L’ONU entend parvenir à ses objectifs, d’une part, en fixant les obligations de promotion et de respect des droits humains des Etats et des sociétés transnationales et, d’autre part, en imposant aux Etats d’intégrer les dispositifs adéquats pour pouvoir engager la responsabilité civile, administrative et pénale de celles qui violeraient les droits humains, dans un contexte économique mondialisé. Il s’agit donc de pallier à la fois les carences engendrées par les limites territoriales d’application des législations nationales et les pratiques abusives des multinationales qui délocalisent certaines de leurs activités afin de bénéficier de l’application de cadres réglementaires a minima, voire, dans certains pays, de l’absence totale de contrôle du respect des droits humains, pour des raisons de droit ou de fait. Les dispositifs mis en place par le Traité ne pourront néanmoins jouer pleinement qu’à l’égard des Etats qui auront ratifié le Traité et dans la limite imposée par les principes d’égalité souveraine, d’intégrité territoriale des Etats et de non-intervention dans les affaires d’un autre Etat.
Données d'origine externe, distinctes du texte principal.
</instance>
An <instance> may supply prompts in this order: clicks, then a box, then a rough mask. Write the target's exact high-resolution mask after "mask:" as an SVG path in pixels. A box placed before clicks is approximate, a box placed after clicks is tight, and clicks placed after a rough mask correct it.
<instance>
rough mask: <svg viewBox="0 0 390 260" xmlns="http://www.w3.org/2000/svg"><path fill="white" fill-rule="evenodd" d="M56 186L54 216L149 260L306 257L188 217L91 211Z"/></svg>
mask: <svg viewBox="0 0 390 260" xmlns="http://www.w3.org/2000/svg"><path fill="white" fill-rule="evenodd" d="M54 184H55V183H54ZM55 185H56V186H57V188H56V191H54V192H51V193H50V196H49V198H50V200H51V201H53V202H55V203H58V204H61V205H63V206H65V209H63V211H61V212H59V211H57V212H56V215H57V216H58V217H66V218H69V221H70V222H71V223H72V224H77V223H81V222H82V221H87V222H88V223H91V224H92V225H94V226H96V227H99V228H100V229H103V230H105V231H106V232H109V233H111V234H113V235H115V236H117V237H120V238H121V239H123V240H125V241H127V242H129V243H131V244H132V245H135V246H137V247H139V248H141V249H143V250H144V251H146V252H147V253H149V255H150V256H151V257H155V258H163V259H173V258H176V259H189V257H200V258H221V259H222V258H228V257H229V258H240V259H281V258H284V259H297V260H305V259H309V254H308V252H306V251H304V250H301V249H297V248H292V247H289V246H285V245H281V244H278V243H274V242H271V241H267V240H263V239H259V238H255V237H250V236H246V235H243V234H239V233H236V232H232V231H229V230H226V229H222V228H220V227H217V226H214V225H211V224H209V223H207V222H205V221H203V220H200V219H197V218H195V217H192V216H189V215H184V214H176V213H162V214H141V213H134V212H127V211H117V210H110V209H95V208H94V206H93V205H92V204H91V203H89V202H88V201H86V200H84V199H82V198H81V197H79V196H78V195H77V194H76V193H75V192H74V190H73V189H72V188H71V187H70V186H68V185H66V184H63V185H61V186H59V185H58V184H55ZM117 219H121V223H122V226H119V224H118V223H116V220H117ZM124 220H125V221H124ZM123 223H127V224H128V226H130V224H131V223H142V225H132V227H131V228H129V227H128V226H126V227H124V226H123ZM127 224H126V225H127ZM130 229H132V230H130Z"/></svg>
Si le projet de traité énonce donc les obligations des multinationales en la matière, notamment les obligations de réparation des dommages causés en cas de violation des droits humains, seuls les Etats pourront concrètement être contraints d’intervenir pour les sanctionner et garantir l’accès des victimes à la justice. A cet égard, les négociations semblent pencher aujourd’hui pour une application du Traité devant les juridictions nationales même si une partie des acteurs en présence soutiennent la création d’un organisme de règlement des différends international spécifique, à l’image du CIRDI (Centre international pour le règlement des différends relatifs aux investissements).

 La loi française sur le devoir de vigilance apparaît-elle comme un modèle à suivre ?

La loi française apparaît comme un modèle à suivre car c’est la première fois dans le monde qu’un législateur reconnaît le principe de responsabilité des sociétés mères et donneuses d’ordre pour des dommages causés sur le territoire ou à l’étranger par ses activités directes et indirectes, à travers ses filiales et sous-traitants, tout au long de la « chaîne d’approvisionnement ». Elle a d’ailleurs été présentée comme telle par de nombreux médias depuis son adoption et le Ministre des affaires étrangères avait fait part le 18 octobre 2017 de son souhait que la France joue un rôle prépondérant dans le cadre des négociations en cours devant l’ONU.

Néanmoins, ce modèle devra être dépassé sur certains aspects et notamment sur les modalités de mise en œuvre de la responsabilité des sociétés par les juridictions. En effet, le texte manque sur ce point de clarté, ce que l’on peut sans doute imputer aux difficultés de parvenir à un consensus entre les acteurs en présence (Etat, ONG, associations et représentants des multinationales) qui ont marqué le processus d’adoption de la loi sur le devoir de vigilance. C’est d’ailleurs la direction prise par les négociations sur le projet de Traité qui pourrait élargir substantiellement le nombre de sociétés qui entreraient dans son champ d’application sans les limiter par une référence au nombre de salariés, comme le fait la loi française, et retenir un principe de responsabilité plus large, voire un régime de responsabilité sans faute.

Au-delà des considérations juridiques, les négociations en cours révèlent indéniablement qu’il appartient désormais aux personnes morales de garantir une protection « par le haut » des droits de l’humain et de l’environnement et d’œuvrer de façon plus transparente pour une  généralisation du mécanisme de responsabilité qui participera, par la même occasion, à les rassurer sur le maintien d’une concurrence égale.